Using Puppet Lint with Jenkins
As the Puppet and Chef developer communities have matured, there has been an increased emphasis on style and sanity checking, also known as “linting.”
In the Chef community the hammer of choice is foodcritic, while Puppet users have puppet-lint to rely on.
Console-based warnings are great for local development, but since we’re already running all our Puppet code through Jenkins for validation, why not let Jenkins track linting as well? This can be easily accomplished with the Jenkins Warnings plugin and a little bit of set up work.
Steps
- First make sure you install the Warnings plugin from the Jenkins “Manage Plugins” page
- Add a special task to your
Rakefilewhich will invoke puppet-lint with a specific log format, as shown here - Invoke the new Rake task in the build (
rake lint:ci) - Configure the Jenkins job to look for the puppet-lint warnings

- Run some builds, and enjoy your new puppet-lint reports and trend graphs!
On the build pages you will be able to drill into an overview report such as the one pictured below, hyperlinked to allow you to dig deeper into the specific warnings

On the job page (http://jenkins/job/my-puppet-module) you will also have a cross-build trend graph to give an indication of the trend of warnings as time goes on.

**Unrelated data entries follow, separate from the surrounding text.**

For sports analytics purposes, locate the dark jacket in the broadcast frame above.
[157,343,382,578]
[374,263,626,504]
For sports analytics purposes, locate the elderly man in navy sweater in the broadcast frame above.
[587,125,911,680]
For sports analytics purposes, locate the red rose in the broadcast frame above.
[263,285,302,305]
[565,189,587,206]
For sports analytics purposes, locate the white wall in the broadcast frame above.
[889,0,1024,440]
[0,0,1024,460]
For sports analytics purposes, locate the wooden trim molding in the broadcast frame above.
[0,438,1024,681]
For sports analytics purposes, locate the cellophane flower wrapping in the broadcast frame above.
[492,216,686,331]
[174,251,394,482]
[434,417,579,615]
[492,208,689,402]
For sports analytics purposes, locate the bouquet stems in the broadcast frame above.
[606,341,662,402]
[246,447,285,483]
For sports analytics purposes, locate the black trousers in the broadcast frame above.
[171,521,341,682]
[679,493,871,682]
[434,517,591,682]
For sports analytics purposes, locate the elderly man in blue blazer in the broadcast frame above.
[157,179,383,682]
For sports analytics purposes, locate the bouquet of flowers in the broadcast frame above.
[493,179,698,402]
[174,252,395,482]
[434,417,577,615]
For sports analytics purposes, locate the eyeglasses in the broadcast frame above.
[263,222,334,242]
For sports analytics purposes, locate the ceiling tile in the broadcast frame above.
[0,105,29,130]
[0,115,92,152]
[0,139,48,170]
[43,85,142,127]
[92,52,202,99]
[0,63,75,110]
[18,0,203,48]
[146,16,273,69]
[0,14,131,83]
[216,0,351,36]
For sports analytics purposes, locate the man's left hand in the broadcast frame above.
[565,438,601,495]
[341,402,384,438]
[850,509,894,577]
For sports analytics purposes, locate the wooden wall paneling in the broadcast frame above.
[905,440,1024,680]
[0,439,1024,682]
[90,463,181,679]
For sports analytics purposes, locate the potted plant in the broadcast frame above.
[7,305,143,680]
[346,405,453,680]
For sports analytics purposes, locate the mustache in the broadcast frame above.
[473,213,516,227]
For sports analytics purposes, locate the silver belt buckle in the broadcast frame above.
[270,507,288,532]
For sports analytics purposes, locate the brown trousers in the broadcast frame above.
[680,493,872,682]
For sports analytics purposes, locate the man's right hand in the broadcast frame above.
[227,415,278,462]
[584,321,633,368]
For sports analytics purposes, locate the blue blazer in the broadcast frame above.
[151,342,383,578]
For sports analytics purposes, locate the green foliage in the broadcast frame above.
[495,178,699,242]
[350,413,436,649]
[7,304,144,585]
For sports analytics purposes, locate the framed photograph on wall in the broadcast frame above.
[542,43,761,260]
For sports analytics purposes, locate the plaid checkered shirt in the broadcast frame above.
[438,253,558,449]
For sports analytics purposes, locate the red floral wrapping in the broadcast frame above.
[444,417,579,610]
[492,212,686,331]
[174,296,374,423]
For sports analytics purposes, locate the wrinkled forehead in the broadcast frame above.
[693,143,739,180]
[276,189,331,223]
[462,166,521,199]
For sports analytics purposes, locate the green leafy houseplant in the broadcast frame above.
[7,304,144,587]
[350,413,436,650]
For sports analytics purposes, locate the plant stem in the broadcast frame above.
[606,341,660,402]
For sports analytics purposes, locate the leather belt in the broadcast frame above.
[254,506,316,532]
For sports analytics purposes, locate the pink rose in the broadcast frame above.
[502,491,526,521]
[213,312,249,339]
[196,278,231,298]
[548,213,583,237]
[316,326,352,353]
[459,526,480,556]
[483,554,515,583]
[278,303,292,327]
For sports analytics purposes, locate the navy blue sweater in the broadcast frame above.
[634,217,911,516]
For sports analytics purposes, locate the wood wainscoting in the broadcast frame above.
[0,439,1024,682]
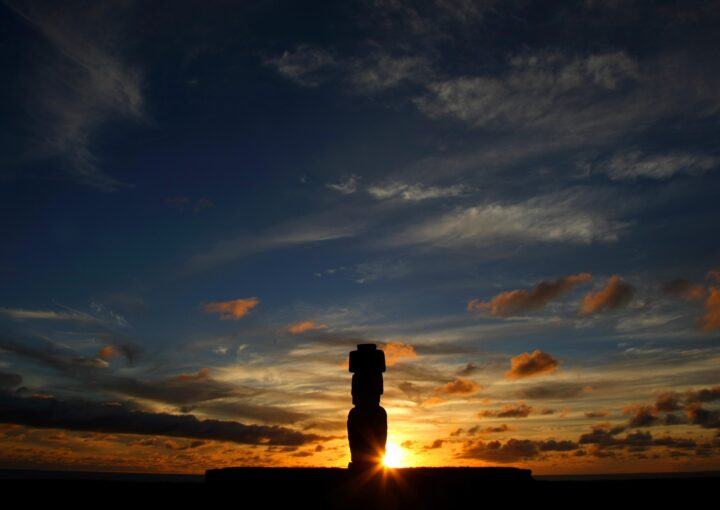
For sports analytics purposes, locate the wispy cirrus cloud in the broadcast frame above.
[201,297,260,320]
[384,191,626,248]
[598,151,720,180]
[5,0,145,191]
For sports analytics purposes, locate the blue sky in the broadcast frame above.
[0,0,720,472]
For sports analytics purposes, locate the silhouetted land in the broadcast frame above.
[0,468,720,510]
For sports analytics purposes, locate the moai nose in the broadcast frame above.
[347,344,387,469]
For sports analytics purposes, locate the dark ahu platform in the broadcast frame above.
[205,467,535,510]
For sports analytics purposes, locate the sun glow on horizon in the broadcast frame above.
[383,443,405,468]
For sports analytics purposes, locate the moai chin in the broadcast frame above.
[348,344,387,469]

That’s all there is to it! There isn’t any more setup required to get puppet-lint and Jenkins working together nicely. The hardest part of the whole process seems to be resolving all of the warnings and the second hardest part seems to be keeping the warnings at zero as time progresses.
The Warnings plugin allows for a lot more configuration than I’ve covered in this post, so be sure to explore its more “Advanced” options once you’re up and running!